The bruising battle in Wisconsin a year ago to curb the powers of public service unions was finally won by Governor Scott Walker and the Republicans in the state legislature. But, as a result, a judge of the Wisconsin Supreme Court faced a determined attempt to oust him from his seat (he survived), six state senators faced recall elections (four survived and the two losers had issues that would probably have cost them their seats regardless) and, this year, the governor himself faces a recall election.
I wouldn’t bet against him. The reforms have kicked in and the results are dramatic.
The reforms did a number of things. They ended the automatic collection of union dues by the state, causing an immediate drop in union income and the laying off of numerous union employees. They required that state employees kick in 5.8 percent of their salaries towards their own pensions and to pick up 12.6 percent of their health insurance premiums, bringing public employees more in line with private employee realities. Most important, it limited collective bargaining to salaries (and even that bargaining is limited by the rate of inflation).
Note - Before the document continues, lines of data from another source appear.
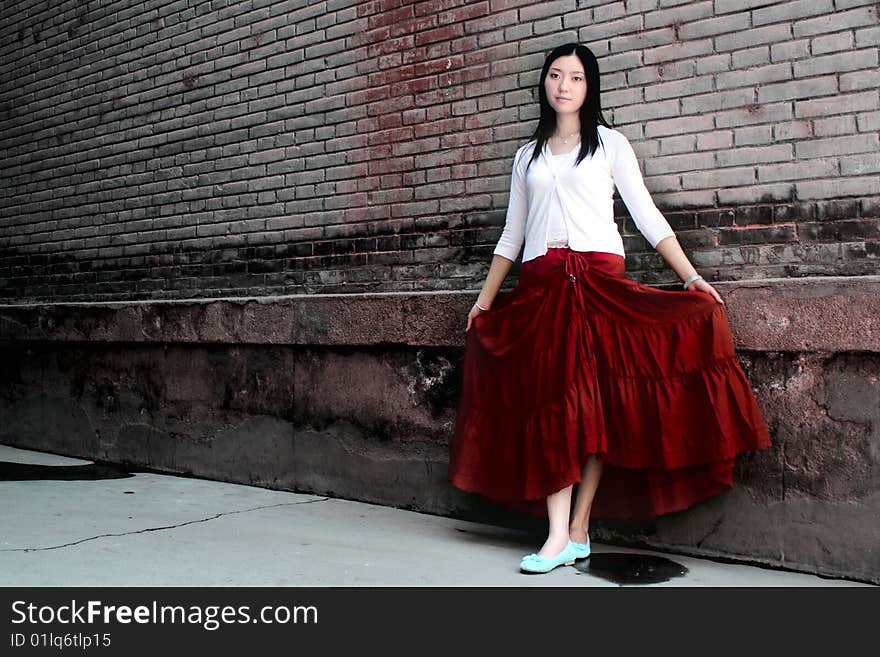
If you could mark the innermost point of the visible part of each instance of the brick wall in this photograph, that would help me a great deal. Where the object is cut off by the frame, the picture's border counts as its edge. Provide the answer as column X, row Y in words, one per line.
column 166, row 149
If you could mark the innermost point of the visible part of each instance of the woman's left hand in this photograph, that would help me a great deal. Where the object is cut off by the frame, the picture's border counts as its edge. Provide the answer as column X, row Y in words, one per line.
column 703, row 286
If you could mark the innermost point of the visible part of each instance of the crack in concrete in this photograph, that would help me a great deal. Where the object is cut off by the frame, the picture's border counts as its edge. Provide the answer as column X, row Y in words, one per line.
column 156, row 529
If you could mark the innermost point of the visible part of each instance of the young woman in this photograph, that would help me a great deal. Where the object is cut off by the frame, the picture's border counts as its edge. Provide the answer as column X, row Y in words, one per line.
column 579, row 373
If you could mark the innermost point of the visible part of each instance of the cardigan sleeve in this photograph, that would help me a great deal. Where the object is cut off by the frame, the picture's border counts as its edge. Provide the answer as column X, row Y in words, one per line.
column 513, row 235
column 628, row 180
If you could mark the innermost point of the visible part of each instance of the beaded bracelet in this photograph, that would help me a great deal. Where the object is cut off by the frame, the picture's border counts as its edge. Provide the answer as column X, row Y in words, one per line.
column 695, row 277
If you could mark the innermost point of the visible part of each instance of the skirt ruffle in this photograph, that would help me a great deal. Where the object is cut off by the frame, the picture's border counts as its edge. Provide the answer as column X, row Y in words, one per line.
column 579, row 360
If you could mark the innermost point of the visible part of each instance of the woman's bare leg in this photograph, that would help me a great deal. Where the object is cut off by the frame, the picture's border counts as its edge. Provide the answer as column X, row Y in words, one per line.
column 580, row 517
column 558, row 510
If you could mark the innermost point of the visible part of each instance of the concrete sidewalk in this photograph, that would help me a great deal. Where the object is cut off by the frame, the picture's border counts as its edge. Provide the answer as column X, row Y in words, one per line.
column 160, row 530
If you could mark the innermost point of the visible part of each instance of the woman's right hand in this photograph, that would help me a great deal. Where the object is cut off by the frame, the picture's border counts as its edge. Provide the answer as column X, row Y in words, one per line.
column 476, row 310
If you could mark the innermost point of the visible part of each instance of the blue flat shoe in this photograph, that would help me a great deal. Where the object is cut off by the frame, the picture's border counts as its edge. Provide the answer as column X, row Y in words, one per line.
column 534, row 563
column 582, row 549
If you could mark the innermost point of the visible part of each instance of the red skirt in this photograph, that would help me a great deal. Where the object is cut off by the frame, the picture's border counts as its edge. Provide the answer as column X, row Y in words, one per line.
column 577, row 360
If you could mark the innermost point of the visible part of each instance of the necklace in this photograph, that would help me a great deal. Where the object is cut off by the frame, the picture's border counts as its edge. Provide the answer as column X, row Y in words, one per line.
column 565, row 139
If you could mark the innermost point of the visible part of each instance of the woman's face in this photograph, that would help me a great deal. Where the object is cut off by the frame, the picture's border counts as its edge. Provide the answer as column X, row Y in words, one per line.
column 566, row 84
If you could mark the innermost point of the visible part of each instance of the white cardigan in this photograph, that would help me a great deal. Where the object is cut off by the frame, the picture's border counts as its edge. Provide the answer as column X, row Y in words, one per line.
column 581, row 198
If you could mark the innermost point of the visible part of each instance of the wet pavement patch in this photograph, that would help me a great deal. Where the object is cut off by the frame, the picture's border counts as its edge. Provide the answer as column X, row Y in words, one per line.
column 626, row 568
column 10, row 471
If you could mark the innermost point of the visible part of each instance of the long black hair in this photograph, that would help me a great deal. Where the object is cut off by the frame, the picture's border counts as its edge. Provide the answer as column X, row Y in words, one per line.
column 590, row 112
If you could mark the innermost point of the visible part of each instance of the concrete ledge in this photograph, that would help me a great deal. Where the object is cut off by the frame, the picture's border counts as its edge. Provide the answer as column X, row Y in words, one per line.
column 355, row 397
column 813, row 314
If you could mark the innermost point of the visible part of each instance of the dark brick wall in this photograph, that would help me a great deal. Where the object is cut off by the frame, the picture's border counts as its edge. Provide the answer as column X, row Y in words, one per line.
column 167, row 149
For the first time in decades, school administrations are now actually able to administer their districts without union interference, and the savings have been huge. The MacIver Institute, a Wisconsin think tank, reports that of the 108 school districts that completed contracts with employees, 74 of them, with 319,000 students, have reported savings of no less than $162 million. If this is extrapolated out to all districts, it would amount to savings of nearly $448 million.
The biggest area of savings have been in health insurance. The teachers union insisted that districts use the union’s own health insurance company to provide coverage. No longer forced to use a monopoly provider, districts have either switched providers or used the threat of switching to force the union health insurance company to dramatically lower premiums. Savings have averaged $730,000 in districts that have switched providers or forced competitive bidding.
As a result of these dramatic savings, districts that have been able to benefit immediately from the reforms (some districts are locked into long-term contracts and cannot) have been able to avoid laying off teachers despite a significant drop in state aid and to avoid raising school taxes. Indeed, school tax bills that went out last December had an average increase of only 0.3 percent.
It is hard to imagine that with results like this, Governor Walker has anything to worry about.